Putin foe Khodorkovsky says Russia is lying about Ukraine
* Khodorkovsky spent decades behind bars in Russia
* Former oil tycoon’s speech could rile old foe Putin
* Khodorkovsky has offered to mediate in Ukraine
By Timothy Heritage
KYIV, March 9 (Reuters) – Former oligarch Mikhail
Khodorkovsky, addressing thousands of people at the cradle of
the uprising against Ukraine’s Moscow-backed leader, accused
Russia on Sunday of being complicit in police violence against
protesters.
To chants of “Russia, rise up”, Khodorkovsky, who was jailed
for a decade under President Vladimir Putin, told the crowd the
Kremlin was lying to its own people by portraying the protesters
as “neo-fascists” bent on violence.
Wearing a simple dark anorak and jeans, he addressed the
crowd from a stage in Kyiv’s Independence Square, occupied by
protesters since November despite police trying to oust them
with force which resulted in about 100 deaths.
“I have been shown what the authorities did here. They did
this in agreement with the Russian authorities – more than 100
dead, more than 5,000 wounded,” Khodorkovsky told the crowd, who
waved back with Ukrainian flags.
“I’ve seen the plywood planks they used to stand up to the
bullets. It made me want to cry, it’s so awful,” he said, his
voice shaking with emotion.
The 50-year-old former executive, who fell out with Putin
more than a decade ago, said it was clear that the Kremlin
leader’s portrayal of the protesters as dangerous extremists,
drummed home by Russia’s state-controlled media, was false.
“Russian propaganda lies, as always.

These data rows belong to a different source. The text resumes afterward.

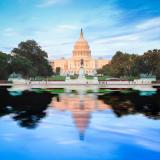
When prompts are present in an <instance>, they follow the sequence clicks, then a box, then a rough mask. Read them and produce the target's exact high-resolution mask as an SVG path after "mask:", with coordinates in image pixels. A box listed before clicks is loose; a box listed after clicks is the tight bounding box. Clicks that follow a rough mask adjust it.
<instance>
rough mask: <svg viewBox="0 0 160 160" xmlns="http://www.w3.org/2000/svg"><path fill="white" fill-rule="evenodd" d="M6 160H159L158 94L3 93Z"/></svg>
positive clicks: (125, 93) (3, 152)
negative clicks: (137, 159) (19, 159)
mask: <svg viewBox="0 0 160 160" xmlns="http://www.w3.org/2000/svg"><path fill="white" fill-rule="evenodd" d="M0 156H1V157H0V159H2V160H18V159H23V160H35V159H38V160H50V159H54V160H56V159H57V160H67V159H77V160H135V159H145V160H159V159H160V92H157V93H145V94H144V93H143V94H142V93H141V92H139V91H127V92H126V91H122V92H120V91H114V92H108V93H104V94H102V93H101V94H98V93H97V94H93V93H92V94H79V93H76V94H69V93H61V94H53V93H50V92H42V93H40V92H39V93H38V92H36V91H24V92H23V93H21V94H19V95H16V96H15V95H14V96H13V94H12V95H11V93H9V92H8V91H7V88H0Z"/></svg>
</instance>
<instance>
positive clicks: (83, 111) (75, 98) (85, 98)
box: [50, 94, 111, 140]
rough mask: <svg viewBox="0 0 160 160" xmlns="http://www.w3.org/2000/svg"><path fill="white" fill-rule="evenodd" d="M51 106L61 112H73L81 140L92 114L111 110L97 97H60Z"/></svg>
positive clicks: (80, 96) (83, 134) (108, 105)
mask: <svg viewBox="0 0 160 160" xmlns="http://www.w3.org/2000/svg"><path fill="white" fill-rule="evenodd" d="M50 106H52V107H54V108H56V109H59V110H61V111H70V112H72V117H73V119H74V122H75V125H76V127H77V128H78V130H79V134H80V140H83V138H84V132H85V130H86V128H87V127H88V124H89V120H90V118H91V112H93V111H96V110H99V111H103V110H106V109H109V108H111V107H110V106H109V105H107V104H104V103H103V101H101V100H97V98H96V96H95V95H92V96H91V95H85V96H84V95H67V94H62V95H60V99H59V100H57V99H55V98H53V100H52V102H51V104H50Z"/></svg>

There are no fascists
or Nazis here, no more than on the streets on Moscow or St
Petersburg,” he said. “These are wonderful people who stood up
for their freedom.”
His remarks are likely to rile Putin because they undermine
the Kremlin leader’s position in a standoff with the United
States and the European Union over Crimea, the Ukrainian Black
Sea peninsula seized by Russian forces.
Putin’s justification for saying Russia has the right to
invade Ukraine if necessary is based on the premise that
Russians and Russian-speakers in the former Soviet republic are
threatened by “neo-fascists”.
Putin denies his country is a participant in the conflict in
Ukraine and denies Russia’s armed forces are involved in Crimea,
an assertion ridiculed in the West.
OFFER TO MEDIATE
Khodorkovsky arrived in Ukraine after offering to mediate in
the Crimea crisis, saying he was worried the country was on the
brink of civil war. He will deliver a lecture on Monday in Kyiv,
the capital, but there is no indication that anyone has taken up
his offer to mediate.
Although he was arrested at a time when corruption was
particularly rife in Russia, Khodorkovsky was widely regarded
abroad as a political prisoner after being arrested at gunpoint
in 2003 and convicted of theft and tax evasion in 2005.
His oil company, Yukos, was broken up and sold off, mainly
into state hands. Eventually pardoned and freed by Putin in
December, he left the country immediately, saying he would not
get involved in politics.
His speech on Sunday, however, was highly political and
fiercely critical of Putin, with whom he fell out after defying
an order to wealthy businessmen to stay out of politics.
“I want you to know there is another Russia,” Khodorkovsky
told the crowd, which responded at the end of his speech by
chanting “Well done.”
“There are people who despite the arrests, despite the long
years they have spent in prison, go to anti-war demonstrations
in Moscow, people for whom friendship between the Russian and
Ukrainian people is stronger than their own freedom,” he said.